I have a particularly fond memory of On the Route to Seville, in which a smoothie from the city outwitted and outdid the gypsies in larceny; and also I remember fondly that nostalgic picture of the Madrid of 1900, which she called, simply enough, In Old Madrid.

As our association developed and continued, I was happy to be able to extend the scope of her work and bring her from the solitary and non-theatrical dance recital platform on which, one after the other, from coast to coast, her journeys were a succession of triumphs, to the stage of the Metropolitan Opera House in New York. Here, with her own ensemble, chief among which was her exceptionally talented sister, Pilar Lopez, I placed them as guests with one ballet company or another—with Leonide Massine in Manuel de Falla’s The Three-Cornered Hat and in Capriccio Espangnol, by Rimsky-Korsakoff, on the choreography of which she collaborated with Massine.

In addition to these theatre adaptations of the dances of Spain, she danced in her own dances, both solo and with Pilar Lopez. She trained and developed excellent men, notably José Greco and Manolo Vargas. I am especially happy in having been instrumental in bringing to the stage two of her most interesting theatrical creations. One was the ballet she staged to de Falla’s El Amor Brujo, which I produced for her. The other was the Garcia Lorca El Café de Chinitas. Argentinita had been a devoted friend of the martyred Loyalist poet, and to bring his work to the American stage was a project close to her heart and a real labor of love. Argentinita belonged to a close little circle of scholars, poets, and composers, which included Martinez Sierra, Jacinto Benavente, and the extraordinarily brilliant, genius-touched Garcia Lorca.

The production of El Café de Chinitas was made possible during a Spanish festival I gave, one spring, at the Metropolitan Opera House. For this festival I engaged José Iturbi to conduct a large orchestra composed of members of the New York Philharmonic Orchestra. Argentinita had succeeded in interesting the Marquis de Cuevas in the project.

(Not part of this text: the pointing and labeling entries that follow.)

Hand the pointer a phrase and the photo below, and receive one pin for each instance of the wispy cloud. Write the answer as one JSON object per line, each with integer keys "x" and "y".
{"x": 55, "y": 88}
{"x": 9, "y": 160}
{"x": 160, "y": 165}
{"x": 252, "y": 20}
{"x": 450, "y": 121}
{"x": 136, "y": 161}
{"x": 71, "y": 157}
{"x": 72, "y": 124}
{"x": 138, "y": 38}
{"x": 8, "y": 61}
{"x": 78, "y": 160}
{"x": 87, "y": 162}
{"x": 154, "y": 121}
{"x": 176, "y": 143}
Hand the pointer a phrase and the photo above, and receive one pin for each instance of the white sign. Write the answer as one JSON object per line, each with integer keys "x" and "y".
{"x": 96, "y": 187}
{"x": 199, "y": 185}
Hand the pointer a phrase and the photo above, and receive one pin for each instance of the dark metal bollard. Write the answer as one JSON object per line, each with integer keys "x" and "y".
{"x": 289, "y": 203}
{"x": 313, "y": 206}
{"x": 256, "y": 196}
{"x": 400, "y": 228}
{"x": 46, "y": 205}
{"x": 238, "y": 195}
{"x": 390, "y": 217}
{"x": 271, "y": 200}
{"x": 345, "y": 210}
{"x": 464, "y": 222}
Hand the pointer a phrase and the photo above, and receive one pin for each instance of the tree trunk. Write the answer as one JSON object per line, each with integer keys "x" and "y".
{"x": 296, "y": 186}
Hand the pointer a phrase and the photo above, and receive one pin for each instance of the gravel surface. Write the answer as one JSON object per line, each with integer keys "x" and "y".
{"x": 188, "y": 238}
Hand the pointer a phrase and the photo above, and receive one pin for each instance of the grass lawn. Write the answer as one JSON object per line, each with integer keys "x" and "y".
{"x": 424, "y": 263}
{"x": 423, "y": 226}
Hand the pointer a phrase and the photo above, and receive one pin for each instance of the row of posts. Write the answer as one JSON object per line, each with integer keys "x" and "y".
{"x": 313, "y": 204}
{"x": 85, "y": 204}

For El Café de Chinitas the Marquis commissioned settings and costumes from Salvador Dali. The result was one of the most effective and best considered works for the theatre emanating from Dali’s brush. Dali, like Argentinita, had been a friend of the martyred patriot-poet-composer. His profounder emotions touched, Dali designed as effective a setting as the Metropolitan Opera House has seen. The first of the two scenes was a tremendously high wall on which hung literally hundreds of guitars, a “graveyard of guitars,” as Dali phrased it; while the second scene, the Café de Chinitas itself, revealed the heroic torso of a female dancer with her arms upstretched in what could be interpreted as an attitude of the dance, or, if one chose, as a crucifixion. From where the hands held the castanets there dripped blood, as though the hands had been pierced. In terms of symbols, this was Dali’s representation of the crucifixion of his country by hideous civil war. This was Argentinita’s last production, and one of her happiest creations.

A victim of cancer, Argentinita died in New York on 24th September, 1945. I was at the hospital at the end, together with my friend and hers, Anton Dolin. Her doctors had long prescribed complete rest for her and special care. But her life was the dance, and stop she could not. Heroically she ignored her illness. If there was one thing about her more conspicuous than another, it was her tiny, dainty, slippered feet. No longer will they dart delicately into the lovely positions on the floor.

In Argentinita there was never either bitterness or unkindness to any one. I have seen, at first hand, Argentinita’s encouragement and unstinted help to others, and to lesser dancers. The success of others, whether it was the artists in her own programmes, or elsewhere, was a joy to her; nothing but the best was good enough. Her sister, Pilar Lopez, who survives her and who today dances with great success in Europe, carrying on her sister’s work, is a magnificent dancer. When the two sisters danced together, everything that could be done to make Pilar shine more brilliantly was done; and that, too, was the work of Argentinita. Her loyalty to me was something of which I am very proud.